Fri, Nov 02, 2018 - Page 9 News List

Americans turn against reporters as rage against the media surges

By David Bauder  /  AP, NEW YORK

The hostility she has felt from the public recently was not necessarily the last straw in TV news photographer Lori Bentley-Law’s decision to quit the business after 24 years, but it was one of them.

Bentley-Law’s recent blog post explaining why she was leaving Los Angeles’ KNBC-TV hit home for many colleagues. While US President Donald Trump’s attacks on the media are usually centered on national outlets like CNN and the New York Times, the attitudes unleashed have filtered down to journalists on the street covering news in local communities.

When a president describes the media as enemies of the people, “attitudes shift and the field crews get the brunt of the abuse,” she wrote. “And it’s not just from one side.
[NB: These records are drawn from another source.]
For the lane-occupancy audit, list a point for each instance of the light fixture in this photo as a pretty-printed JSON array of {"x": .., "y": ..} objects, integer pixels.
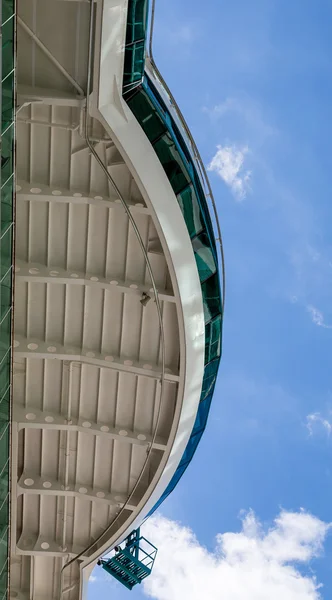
[{"x": 145, "y": 299}]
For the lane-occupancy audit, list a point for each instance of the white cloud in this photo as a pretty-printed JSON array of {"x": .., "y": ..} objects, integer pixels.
[
  {"x": 315, "y": 420},
  {"x": 228, "y": 164},
  {"x": 254, "y": 564},
  {"x": 317, "y": 317}
]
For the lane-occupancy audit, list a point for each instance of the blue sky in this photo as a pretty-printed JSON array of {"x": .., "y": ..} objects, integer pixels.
[{"x": 254, "y": 80}]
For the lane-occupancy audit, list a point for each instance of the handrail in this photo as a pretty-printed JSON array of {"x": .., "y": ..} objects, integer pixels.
[
  {"x": 196, "y": 154},
  {"x": 157, "y": 301}
]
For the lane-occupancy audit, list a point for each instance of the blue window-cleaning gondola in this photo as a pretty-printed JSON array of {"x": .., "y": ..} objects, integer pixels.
[{"x": 131, "y": 564}]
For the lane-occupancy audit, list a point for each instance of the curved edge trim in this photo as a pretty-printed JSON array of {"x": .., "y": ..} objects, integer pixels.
[{"x": 168, "y": 219}]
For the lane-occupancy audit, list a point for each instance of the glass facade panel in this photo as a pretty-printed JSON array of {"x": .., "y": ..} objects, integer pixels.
[
  {"x": 213, "y": 332},
  {"x": 170, "y": 159},
  {"x": 7, "y": 154},
  {"x": 191, "y": 210},
  {"x": 136, "y": 21},
  {"x": 135, "y": 42},
  {"x": 209, "y": 379},
  {"x": 146, "y": 114},
  {"x": 7, "y": 99},
  {"x": 7, "y": 47},
  {"x": 211, "y": 298},
  {"x": 204, "y": 256},
  {"x": 155, "y": 118}
]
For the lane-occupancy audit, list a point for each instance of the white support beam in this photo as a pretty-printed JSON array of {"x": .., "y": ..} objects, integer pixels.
[
  {"x": 39, "y": 349},
  {"x": 42, "y": 546},
  {"x": 50, "y": 56},
  {"x": 35, "y": 192},
  {"x": 38, "y": 273},
  {"x": 33, "y": 484},
  {"x": 27, "y": 94},
  {"x": 32, "y": 418}
]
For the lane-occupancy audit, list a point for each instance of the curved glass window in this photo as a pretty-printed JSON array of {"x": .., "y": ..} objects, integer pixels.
[
  {"x": 171, "y": 147},
  {"x": 204, "y": 256}
]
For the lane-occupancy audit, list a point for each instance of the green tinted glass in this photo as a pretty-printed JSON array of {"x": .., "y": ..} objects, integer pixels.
[
  {"x": 209, "y": 379},
  {"x": 169, "y": 157},
  {"x": 136, "y": 20},
  {"x": 6, "y": 250},
  {"x": 7, "y": 101},
  {"x": 204, "y": 257},
  {"x": 5, "y": 332},
  {"x": 211, "y": 298},
  {"x": 4, "y": 374},
  {"x": 7, "y": 47},
  {"x": 146, "y": 115},
  {"x": 7, "y": 165},
  {"x": 191, "y": 210},
  {"x": 4, "y": 405},
  {"x": 134, "y": 63},
  {"x": 6, "y": 206},
  {"x": 6, "y": 292},
  {"x": 213, "y": 339},
  {"x": 8, "y": 7}
]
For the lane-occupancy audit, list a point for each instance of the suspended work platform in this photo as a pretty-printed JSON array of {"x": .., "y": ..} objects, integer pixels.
[{"x": 131, "y": 564}]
We get it all the way around, pretty much on a daily basis.”

The US Radio Television Digital News Association (RTDNA) is spreading safety and self-defense tips to reporters, most notably advising limits on the use of one-person news crews.

The RTDNA has begun compiling anti-press incidents, like last week, when an intruder was shot after kicking down glass doors at Fox Broadcasting Co’s local station in Washington.

The National Press Photographers Association is also developing workshops to spread safety advice to its members.

“The environment has changed,” said Chris Post, a photographer for WFMZ-TV in Allentown, Pennsylvania. “I’ve witnessed the transition.”

CNN White House correspondent Jim Acosta last week made news by saying that Trump’s attacks on the media “have got to stop” because he feared someone would get hurt.

He has been the target of chants and epithets when covering Trump rallies, including one where a man looked at him and made a motion like he was slitting a throat. Since then, three suspicious packages have been addressed to separate CNN offices.

While the examples of Acosta and others who follow Trump are most visible, there are countless other, more private examples that happen across the country — like when Post arrived to cover an immigration rally and a man in a car asked him where he was going.

Told it was a pro-immigration rally, the man became agitated and stepped on his accelerator, stopping just short of hitting Post and giving him a self-satisfied look, Post recalled.

“I’m 6-foot-5 [1.96m], 300 pounds [136kg],” he said. “I’ve had somebody try to grab my camera. When it gets to that point, where does it stop? It’s a tough time to be a journalist.”

Caitlin Penna, a freelance photographer from Durham, North Carolina, said she constantly has her guard up on assignments. Even her conservative family is suspicious of her.

“I’m pretty sure my grandmother thinks I’m this far-left liberal because of the things I cover,” she said.

One night, she was unwinding at a local bar and struck up a conversation with a man nearby. When she discussed what she did, the man said, “you report fake news” and walked away.

Bentley-Law was startled when the essay on leaving her job got 11,000 hits in three days. She usually counts readers to her personal blog in the dozens. Her intention was to tell friends and colleagues why she was leaving, and instead was flooded with texts and e-mails from frustrated journalists across the country.

“I suppose my experience isn’t unique and certainly resonated,” Bentley-Law, who declined to be interviewed, said via e-mail.